Mówimy zarówno o ruchu w Google, jak i na Facebooku, bo obie platformy wręcz wymuszają na nas stosowanie clickbaitów. Liczby mówią same za siebie: clickbait jest dobry, jeżeli wykorzysta się go w odpowiedni sposób i trzymając się ważnej zasady, by za tym clickbaitem stał bardzo dobry jakościowo content. Naprawdę dobry. Bo wprowadzanie w błąd sprawi, że będziesz tylko scammerem. A przecież nie o to chodzi.

Clickbait się opłaca. Przykłady w liczbach
Przejdźmy do matematyki, abyś zrozumiał, dlaczego bardziej od hejtowania clickbaitów opłaca się sprytne wplatanie ich w strategię reklamową.
Weźmy przykładowo reklamę na Facebooku (dane na podstawie moich doświadczeń):
REKLAMA BEZ CLICKBAITU | POTENCJALNA REKLAMA Z CLICKBAITU |
Liczba odsłon: 100 000 | Liczba odsłon: 100 000 |
CPM: 15 zł | CPM: 8 zł |
CTR: 0,8% | CTR: 3% |
CPC: 1,875 zł | CPC: 0,26 zł |
Liczba klików: 800 | Liczba klików: 3000 |
Konwersja (CR): 2% | Konwersja (CR): 1% |
Liczba konwersji: 16 | Liczba konwersji: 30 |
Koszt konwersji: 93,75 zł | Koszt konwersji: 26,66 zł |
Widzisz, że w tych porównaniach różnią się dwa parametry: CPM i CR.

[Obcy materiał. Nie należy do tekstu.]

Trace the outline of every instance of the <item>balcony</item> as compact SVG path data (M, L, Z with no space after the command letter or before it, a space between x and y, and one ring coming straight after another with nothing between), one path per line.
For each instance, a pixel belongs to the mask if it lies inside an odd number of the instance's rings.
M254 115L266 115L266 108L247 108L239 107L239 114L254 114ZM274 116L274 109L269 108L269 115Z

CPM: dlaczego nagle mamy 8 zł, a wcześniej mieliśmy 15 zł? Z prostej przyczyny: Facebook BARDZO mocno optymalizuje pod doświadczenia użytkowników, tj. pod wynik jakości. Na wynik jakości wpływa m.in dopasowanie reklamy do odbiorców, liczba komentarzy i reakcji (zarówno tych pozytywnych, jak i negatywnych), a przede wszystkim wskaźnik CTR. Im wyższy CTR, tym Facebook wynagradza to reklamodawcy niższym kosztem za 1000 odsłon (skoro użytkownicy chętnie klikają w tę reklamę, to oczywiste, że chce, abyś przeznaczał na nią budżet). Dodam, że ta symulacja odzwierciedla typowe dla naszego kraju stawki CPM, jakie możesz osiągnąć na FB.
Konwersja (CR) też się zmieniła, ale w dół. Dlaczego? Na początku zaznaczę, że to się nie musi wydarzyć. Ale może. Bo w końcu clickbait to clickbait. Dlatego załóżmy, że połowa mniej osób będzie zainteresowana finalną konwersją, niż w pierwotnej wersji reklamy – tej bez clickbaitu.
Zrobiłem to po to, aby pokazać ci, że mimo wszystko nawet połowę gorsza konwersja z treści clickbaitowych, daje prawie 4 razy niższy koszt akcji. Tylko dzięki podniesieniu wskaźnika klikalności CTR.
Czy nadal uważasz, że w reklamie internetowej współczynniki klikalności się nie liczą? Wszystko się liczy! A CTR jest podstawowym wskaźnikiem mierzenia efektywności.
Teraz najlepsza rzecz: przypuśćmy, że stosując clickbait masz konwersję 1%. Co stoi na przeszkodzie, żeby ją zoptymalizować? Dopasować treść landing page tak, aby była maksymalnie zsynchronizowana z copy na reklamie? Pomyśl, ilu jeszcze użytkowników możesz “odzyskać” dzięki remarketingowi?
Prawdopodobnie korzystanie ze zwykłych, nienasyconych emocjami tekstów, i kompletne ignorowanie copywritingu jest przyczyną narzekań przedsiębiorców na wysokie koszty i reklamy, które nie działają (na Facebooku i w innych mediach). A wystarczy przyjrzeć się amerykańskim reklamom. Jeżeli mieszkasz w Polsce, a zobaczysz jakąś amerykańską reklamę na FB, to gwarantuje ci, że jej copy zostało idealnie przemyślane i po prostu działa. Inaczej nikt nie wyskalowałby jej poza USA.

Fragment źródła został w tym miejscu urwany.